Meno inquini, più compri manufatti locali per sostenere le popolazioni native, più stelline ricevi da Travalyst. Harry ha lanciato il servizio qualche giorno fa con un video trasmesso da un canale televisivo Maori in cui due “agenti di rating” lo fermano mentre fa jogging e valutano l’impatto ambientale della sua vacanza in Nuova Zelanda, rinfacciandogli una carta di caramella lasciata cadere per terra da lui durante un viaggio in quei luoghi nel 2018. Harry ha scelto i Maori perché «conoscono più di noi le pratiche sostenibili e il modo migliore per curare la terra, dandoci lezioni fondamentali che tutti possiamo imparare».
Harry a pezzi
Se Harry voleva rendersi più ridicolo del padre Carlo, ci è riuscito: moralismo, luoghi comuni sul buon selvaggio ecosostenibile, greenwashing e un complesso di superiorità tipicamente regale (il succo del video è che Harry e sua moglie Meghan hanno l’impronta di carbonio simile a quella di uno Yeti, ha ironizzato lo Spectator). Non sono ovviamente mancate le accuse di appropriazione culturale per farsi pubblicità e quelle di pessimo tempismo: solo poche settimane fa il partito maori ha chiesto che la Regina d’Inghilterra non sia più considerata il capo di stato in Nuova Zelanda.

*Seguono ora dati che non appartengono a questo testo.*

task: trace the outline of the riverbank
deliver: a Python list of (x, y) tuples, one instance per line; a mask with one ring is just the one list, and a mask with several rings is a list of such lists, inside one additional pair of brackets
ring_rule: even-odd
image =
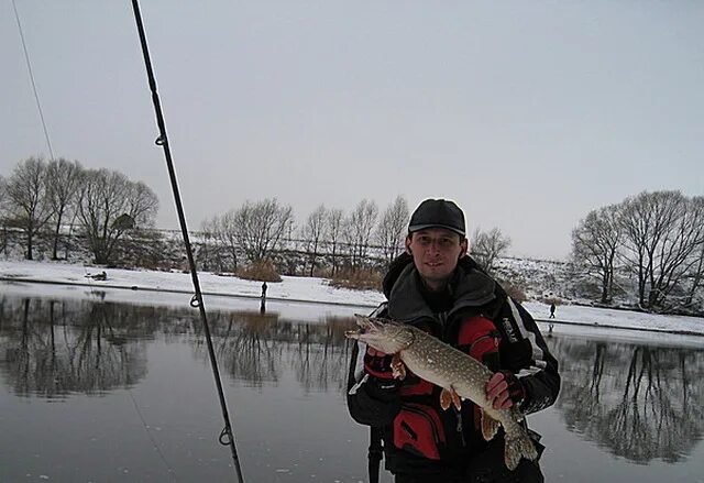
[[(105, 272), (105, 279), (102, 278)], [(201, 290), (208, 307), (228, 308), (229, 299), (258, 299), (262, 294), (260, 282), (245, 281), (234, 276), (221, 276), (210, 272), (198, 274)], [(384, 300), (377, 290), (351, 290), (328, 285), (326, 278), (282, 277), (280, 283), (267, 284), (267, 300), (292, 304), (324, 304), (369, 311)], [(21, 285), (18, 285), (21, 284)], [(24, 284), (33, 284), (31, 287)], [(73, 265), (58, 262), (0, 261), (0, 292), (28, 290), (34, 296), (65, 293), (59, 287), (82, 290), (123, 290), (119, 299), (142, 299), (167, 301), (193, 295), (193, 279), (189, 273), (156, 272), (145, 270), (102, 268)], [(156, 295), (161, 294), (161, 295)], [(168, 296), (168, 295), (175, 296)], [(538, 301), (526, 301), (524, 306), (532, 316), (544, 323), (554, 321), (565, 326), (588, 326), (604, 329), (634, 329), (654, 332), (704, 336), (704, 318), (685, 316), (662, 316), (596, 307), (563, 305), (558, 307), (556, 319), (548, 319), (549, 306)], [(346, 311), (346, 310), (345, 310)]]

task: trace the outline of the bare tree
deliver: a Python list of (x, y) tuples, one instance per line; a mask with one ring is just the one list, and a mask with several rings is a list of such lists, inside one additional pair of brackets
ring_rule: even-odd
[(290, 206), (279, 206), (276, 198), (246, 201), (232, 213), (234, 237), (250, 262), (266, 260), (275, 250), (294, 219)]
[(388, 263), (403, 250), (409, 217), (408, 202), (400, 195), (382, 215), (376, 229), (376, 241), (382, 246)]
[(72, 215), (76, 209), (79, 197), (82, 167), (77, 161), (65, 158), (52, 160), (47, 166), (48, 200), (54, 215), (54, 244), (52, 259), (56, 260), (58, 251), (58, 238), (62, 223), (66, 215)]
[(334, 276), (338, 273), (338, 245), (344, 229), (344, 211), (339, 208), (329, 209), (326, 224), (327, 241), (332, 255), (332, 276)]
[(504, 235), (498, 228), (492, 228), (487, 232), (479, 228), (472, 235), (472, 256), (486, 272), (492, 272), (494, 262), (510, 246), (510, 238)]
[(34, 237), (52, 217), (46, 162), (30, 157), (15, 166), (7, 183), (10, 218), (26, 233), (26, 259), (33, 259)]
[(6, 198), (8, 197), (8, 182), (0, 175), (0, 215), (4, 212)]
[(638, 275), (639, 303), (663, 307), (697, 262), (704, 243), (702, 205), (680, 191), (644, 191), (626, 199), (623, 210), (624, 257)]
[(158, 198), (144, 183), (108, 169), (85, 173), (78, 219), (96, 263), (112, 263), (120, 238), (153, 226), (157, 210)]
[(316, 261), (319, 255), (318, 249), (324, 234), (327, 217), (328, 210), (324, 205), (320, 205), (308, 216), (306, 224), (301, 228), (301, 238), (306, 243), (306, 251), (310, 254), (310, 276), (314, 276), (316, 268)]
[(352, 248), (352, 265), (359, 266), (366, 256), (372, 231), (376, 224), (378, 208), (376, 202), (364, 198), (354, 208), (348, 222), (348, 240)]
[(0, 175), (0, 223), (2, 224), (2, 232), (0, 233), (0, 252), (8, 254), (8, 227), (6, 226), (4, 216), (8, 211), (8, 183)]
[(620, 209), (610, 205), (588, 212), (572, 231), (572, 256), (576, 265), (598, 277), (603, 304), (610, 300), (614, 288), (614, 264), (622, 246)]

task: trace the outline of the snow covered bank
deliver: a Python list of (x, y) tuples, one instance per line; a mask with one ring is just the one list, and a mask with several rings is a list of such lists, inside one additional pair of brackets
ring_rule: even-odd
[[(143, 270), (109, 268), (107, 279), (94, 279), (86, 275), (95, 275), (102, 268), (72, 265), (53, 262), (0, 262), (0, 293), (28, 293), (32, 295), (75, 294), (85, 296), (85, 292), (103, 288), (124, 288), (129, 290), (111, 290), (111, 299), (120, 301), (151, 303), (174, 305), (183, 303), (185, 294), (193, 294), (190, 274), (174, 272), (153, 272)], [(244, 281), (237, 277), (218, 276), (212, 273), (198, 274), (200, 286), (206, 295), (209, 308), (231, 308), (241, 306), (237, 297), (258, 298), (262, 293), (260, 282)], [(14, 282), (14, 284), (13, 284)], [(54, 285), (18, 285), (19, 282), (44, 282)], [(277, 301), (301, 303), (301, 307), (315, 304), (339, 305), (338, 311), (353, 314), (366, 311), (384, 300), (376, 290), (350, 290), (334, 288), (323, 278), (283, 277), (280, 283), (270, 283), (266, 292), (270, 304)], [(158, 295), (156, 292), (158, 290)], [(113, 293), (116, 292), (116, 293)], [(189, 295), (188, 295), (189, 297)], [(305, 304), (307, 303), (307, 304)], [(548, 321), (549, 307), (537, 301), (524, 304), (538, 320)], [(307, 314), (316, 311), (308, 307)], [(317, 312), (324, 312), (319, 308)], [(704, 318), (683, 316), (660, 316), (625, 310), (612, 310), (582, 306), (559, 306), (556, 322), (570, 322), (594, 328), (647, 329), (664, 332), (696, 333), (704, 336)], [(308, 318), (308, 317), (306, 317)], [(547, 327), (547, 323), (541, 327)]]

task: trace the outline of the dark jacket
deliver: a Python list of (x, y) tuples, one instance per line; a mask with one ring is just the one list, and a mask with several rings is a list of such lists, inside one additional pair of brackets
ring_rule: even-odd
[[(554, 403), (560, 388), (558, 362), (550, 354), (532, 317), (470, 257), (460, 260), (443, 299), (433, 299), (413, 264), (403, 254), (384, 278), (387, 303), (373, 315), (418, 326), (444, 342), (468, 351), (459, 340), (463, 327), (481, 318), (493, 321), (499, 336), (498, 365), (517, 374), (525, 389), (524, 414)], [(369, 376), (366, 348), (356, 344), (348, 381), (348, 407), (360, 424), (378, 427), (386, 468), (393, 473), (433, 473), (448, 468), (465, 471), (487, 443), (474, 424), (474, 405), (442, 410), (439, 387), (408, 375), (389, 384)], [(498, 435), (496, 438), (503, 438)], [(495, 439), (496, 439), (495, 438)], [(502, 444), (503, 447), (503, 444)]]

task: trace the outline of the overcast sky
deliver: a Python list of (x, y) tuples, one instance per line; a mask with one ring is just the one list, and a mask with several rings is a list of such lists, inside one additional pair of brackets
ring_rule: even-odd
[[(128, 0), (15, 0), (54, 154), (116, 168), (177, 228)], [(590, 210), (704, 194), (702, 1), (143, 0), (190, 229), (277, 197), (446, 197), (512, 254), (563, 259)], [(0, 2), (0, 175), (48, 156)]]

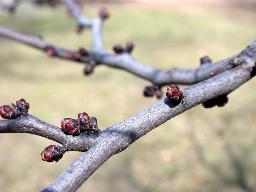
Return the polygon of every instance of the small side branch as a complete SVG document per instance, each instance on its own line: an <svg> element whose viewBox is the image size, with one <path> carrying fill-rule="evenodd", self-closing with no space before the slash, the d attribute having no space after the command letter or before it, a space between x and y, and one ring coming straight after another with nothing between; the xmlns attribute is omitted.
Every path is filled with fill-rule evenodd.
<svg viewBox="0 0 256 192"><path fill-rule="evenodd" d="M182 90L182 100L166 98L103 131L98 141L43 191L75 191L105 161L175 116L199 104L233 91L251 78L256 61L256 41L238 56L242 64Z"/></svg>
<svg viewBox="0 0 256 192"><path fill-rule="evenodd" d="M65 135L60 128L32 115L0 120L0 133L26 133L39 135L62 144L68 150L86 151L97 142L98 135L85 132L79 136Z"/></svg>

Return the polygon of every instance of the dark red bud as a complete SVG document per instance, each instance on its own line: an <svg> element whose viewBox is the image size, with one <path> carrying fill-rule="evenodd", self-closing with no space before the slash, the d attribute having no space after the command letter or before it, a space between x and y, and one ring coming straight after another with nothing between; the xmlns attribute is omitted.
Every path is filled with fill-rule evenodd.
<svg viewBox="0 0 256 192"><path fill-rule="evenodd" d="M169 98L170 101L177 101L181 99L182 92L176 85L168 85L166 95Z"/></svg>
<svg viewBox="0 0 256 192"><path fill-rule="evenodd" d="M84 112L78 114L78 118L81 125L89 126L91 123L90 122L90 117L86 113Z"/></svg>
<svg viewBox="0 0 256 192"><path fill-rule="evenodd" d="M19 116L17 111L17 107L13 103L11 105L4 105L0 107L0 115L4 119L11 119Z"/></svg>
<svg viewBox="0 0 256 192"><path fill-rule="evenodd" d="M66 152L64 148L58 145L50 145L41 153L41 158L44 161L48 162L58 162Z"/></svg>
<svg viewBox="0 0 256 192"><path fill-rule="evenodd" d="M29 108L29 104L26 102L25 100L21 99L16 101L16 105L18 108L22 112L27 113Z"/></svg>
<svg viewBox="0 0 256 192"><path fill-rule="evenodd" d="M120 54L124 51L124 50L120 45L116 44L113 47L113 50L117 54Z"/></svg>
<svg viewBox="0 0 256 192"><path fill-rule="evenodd" d="M212 61L212 60L207 55L206 55L200 59L200 62L201 63L201 65L203 65L206 63L211 63Z"/></svg>
<svg viewBox="0 0 256 192"><path fill-rule="evenodd" d="M128 42L126 44L126 48L127 49L127 52L131 53L134 47L134 44L133 43L131 42Z"/></svg>
<svg viewBox="0 0 256 192"><path fill-rule="evenodd" d="M102 7L100 10L100 16L102 19L104 20L109 17L110 13L106 7Z"/></svg>
<svg viewBox="0 0 256 192"><path fill-rule="evenodd" d="M79 122L72 118L65 118L60 121L62 131L66 135L77 136L82 133L82 128Z"/></svg>
<svg viewBox="0 0 256 192"><path fill-rule="evenodd" d="M78 52L82 56L88 56L88 52L86 49L82 47L79 49L78 50Z"/></svg>
<svg viewBox="0 0 256 192"><path fill-rule="evenodd" d="M90 128L92 131L96 133L98 133L100 130L98 128L97 119L95 117L92 117L90 120Z"/></svg>
<svg viewBox="0 0 256 192"><path fill-rule="evenodd" d="M46 46L44 48L44 50L49 56L53 57L57 55L57 53L54 48L52 46Z"/></svg>

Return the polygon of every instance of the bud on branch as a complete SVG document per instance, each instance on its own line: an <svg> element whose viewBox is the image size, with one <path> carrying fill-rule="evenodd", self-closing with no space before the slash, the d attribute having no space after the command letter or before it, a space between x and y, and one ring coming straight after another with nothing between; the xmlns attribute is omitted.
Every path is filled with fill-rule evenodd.
<svg viewBox="0 0 256 192"><path fill-rule="evenodd" d="M27 114L29 104L25 100L21 99L17 101L16 105L17 106L12 103L10 105L4 105L0 107L0 115L4 119L12 119Z"/></svg>
<svg viewBox="0 0 256 192"><path fill-rule="evenodd" d="M78 119L65 118L60 122L63 132L66 135L73 137L79 135L86 131L98 133L100 131L98 127L97 119L95 117L90 118L85 112L79 113Z"/></svg>
<svg viewBox="0 0 256 192"><path fill-rule="evenodd" d="M182 94L182 92L176 85L167 86L166 95L170 101L176 102L180 101Z"/></svg>
<svg viewBox="0 0 256 192"><path fill-rule="evenodd" d="M64 147L58 145L50 145L41 153L41 159L44 161L50 163L58 162L66 151Z"/></svg>

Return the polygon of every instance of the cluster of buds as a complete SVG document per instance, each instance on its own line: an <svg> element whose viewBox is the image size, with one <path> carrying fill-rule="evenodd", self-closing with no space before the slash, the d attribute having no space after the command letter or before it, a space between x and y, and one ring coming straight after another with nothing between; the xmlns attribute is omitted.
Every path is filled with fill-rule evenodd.
<svg viewBox="0 0 256 192"><path fill-rule="evenodd" d="M12 119L27 114L29 104L25 100L21 99L17 101L16 105L12 103L10 105L4 105L0 107L0 115L4 119Z"/></svg>
<svg viewBox="0 0 256 192"><path fill-rule="evenodd" d="M78 114L78 119L65 118L60 122L62 131L66 135L73 136L79 135L86 131L98 133L100 130L98 127L97 119L95 117L90 118L85 112Z"/></svg>
<svg viewBox="0 0 256 192"><path fill-rule="evenodd" d="M34 2L38 6L46 4L53 7L55 7L60 3L59 0L34 0Z"/></svg>
<svg viewBox="0 0 256 192"><path fill-rule="evenodd" d="M134 48L133 43L131 41L127 42L126 44L126 48L124 48L119 44L115 45L113 47L113 50L117 54L121 54L127 52L131 53Z"/></svg>
<svg viewBox="0 0 256 192"><path fill-rule="evenodd" d="M146 87L143 92L143 94L145 97L153 97L154 95L156 98L160 99L163 96L163 93L157 86Z"/></svg>
<svg viewBox="0 0 256 192"><path fill-rule="evenodd" d="M78 24L76 28L76 31L77 33L81 33L84 29L84 26L82 25Z"/></svg>
<svg viewBox="0 0 256 192"><path fill-rule="evenodd" d="M218 107L224 107L228 100L227 95L221 95L204 102L203 106L205 108L211 108L216 105Z"/></svg>
<svg viewBox="0 0 256 192"><path fill-rule="evenodd" d="M62 158L67 151L64 148L58 145L50 145L41 153L41 159L48 162L58 162Z"/></svg>
<svg viewBox="0 0 256 192"><path fill-rule="evenodd" d="M54 57L57 55L57 52L52 46L46 46L44 48L44 50L49 56Z"/></svg>
<svg viewBox="0 0 256 192"><path fill-rule="evenodd" d="M108 18L110 16L110 13L106 7L102 7L100 10L100 17L102 20Z"/></svg>
<svg viewBox="0 0 256 192"><path fill-rule="evenodd" d="M166 96L169 98L170 101L174 102L180 101L182 98L182 92L180 90L180 88L176 85L167 86Z"/></svg>
<svg viewBox="0 0 256 192"><path fill-rule="evenodd" d="M207 63L211 63L212 62L212 60L210 59L209 56L206 55L203 57L201 57L200 58L200 62L201 63L201 65Z"/></svg>

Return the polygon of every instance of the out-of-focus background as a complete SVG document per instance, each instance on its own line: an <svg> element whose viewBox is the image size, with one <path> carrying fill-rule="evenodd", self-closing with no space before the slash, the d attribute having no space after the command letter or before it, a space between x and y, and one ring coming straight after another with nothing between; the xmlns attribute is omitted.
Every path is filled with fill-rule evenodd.
<svg viewBox="0 0 256 192"><path fill-rule="evenodd" d="M132 41L134 57L160 69L195 68L200 57L217 61L256 38L252 1L107 1L83 9L90 18L102 5L110 10L103 31L107 49L113 52L113 44ZM91 48L90 30L76 34L76 22L65 11L22 4L14 14L1 11L0 24L70 49ZM150 84L128 72L101 66L85 76L83 68L0 37L0 105L24 98L30 114L58 126L85 111L104 129L158 101L142 95ZM229 95L224 108L200 105L151 131L110 158L78 191L256 191L256 80ZM29 134L0 135L1 191L42 190L83 154L43 161L41 151L55 144Z"/></svg>

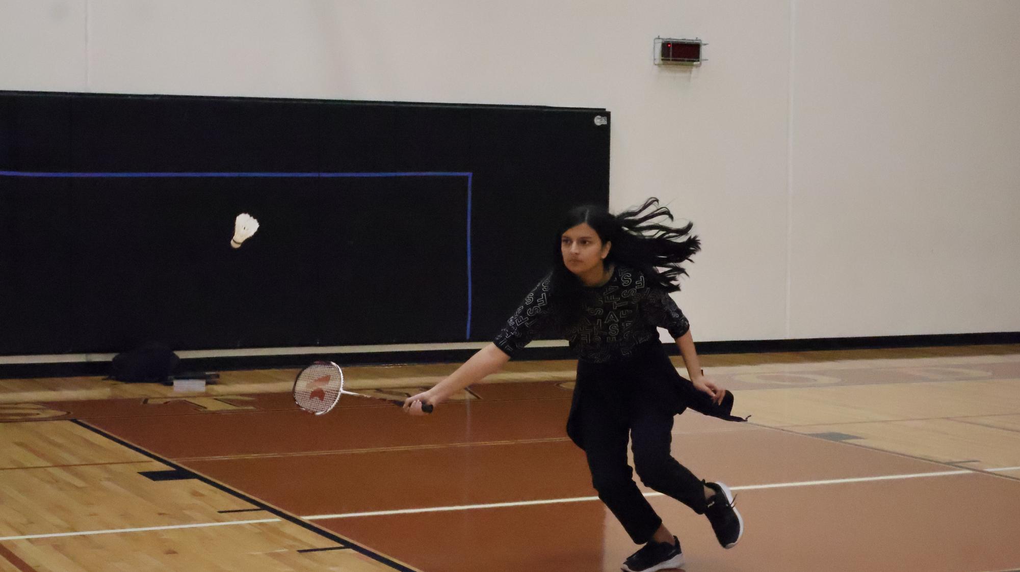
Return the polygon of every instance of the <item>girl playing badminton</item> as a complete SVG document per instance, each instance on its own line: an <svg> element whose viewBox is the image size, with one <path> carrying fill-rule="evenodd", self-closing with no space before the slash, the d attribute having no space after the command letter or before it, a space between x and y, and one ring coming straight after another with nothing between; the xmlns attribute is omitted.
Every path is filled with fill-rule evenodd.
<svg viewBox="0 0 1020 572"><path fill-rule="evenodd" d="M557 232L552 272L524 298L493 344L427 392L410 397L404 410L421 415L422 404L439 405L495 373L537 333L556 332L578 356L577 382L567 434L583 451L599 499L635 543L625 571L682 565L679 540L662 523L631 477L634 468L649 487L708 517L719 543L731 548L744 532L729 488L706 482L670 456L673 416L692 408L743 421L730 414L733 395L702 374L687 319L670 292L686 274L680 264L700 250L692 224L672 227L672 214L649 199L612 215L601 207L567 213ZM681 377L657 327L676 340L691 379Z"/></svg>

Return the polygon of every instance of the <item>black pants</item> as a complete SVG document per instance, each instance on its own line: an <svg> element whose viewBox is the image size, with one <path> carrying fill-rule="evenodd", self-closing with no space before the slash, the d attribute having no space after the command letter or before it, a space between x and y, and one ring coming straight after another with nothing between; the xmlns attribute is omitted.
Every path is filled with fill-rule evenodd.
<svg viewBox="0 0 1020 572"><path fill-rule="evenodd" d="M627 359L577 364L568 432L584 450L599 499L636 543L648 542L662 519L633 481L628 437L645 485L705 512L704 482L670 455L673 417L683 410L678 388L690 383L658 341Z"/></svg>

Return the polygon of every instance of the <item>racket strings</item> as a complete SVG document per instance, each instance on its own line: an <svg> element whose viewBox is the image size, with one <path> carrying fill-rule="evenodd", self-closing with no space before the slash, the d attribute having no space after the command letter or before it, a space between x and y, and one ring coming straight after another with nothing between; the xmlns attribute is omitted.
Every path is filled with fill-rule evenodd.
<svg viewBox="0 0 1020 572"><path fill-rule="evenodd" d="M340 400L344 378L330 364L313 364L298 376L294 384L294 401L298 407L315 413L325 413Z"/></svg>

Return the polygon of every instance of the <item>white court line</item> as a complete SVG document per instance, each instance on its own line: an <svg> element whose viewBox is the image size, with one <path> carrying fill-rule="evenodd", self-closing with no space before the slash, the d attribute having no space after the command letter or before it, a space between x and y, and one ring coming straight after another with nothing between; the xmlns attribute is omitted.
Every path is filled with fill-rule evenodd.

Ci sarebbe da obiettare anche sulla scelta dei testimonial, in verità: un recente studio pubblicato su Nature ha evidenziato come l’inquinamento del pianeta non ha avuto inizio con la rivoluzione industriale e nemmeno con i ricchi bianchi europei sfruttatori di terre altrui, ma nel 1300 col fuoco appiccato alle foreste dai colonizzatori maori in Nuova Zelanda. I quali maori hanno ovviamente risposto che quello studio è razzista, dando il via al cortocircuito perfetto, ma in cuor loro hanno ringraziato che settecento anni fa non ci fosse già Travalyst. Sai che rating basso, sennò?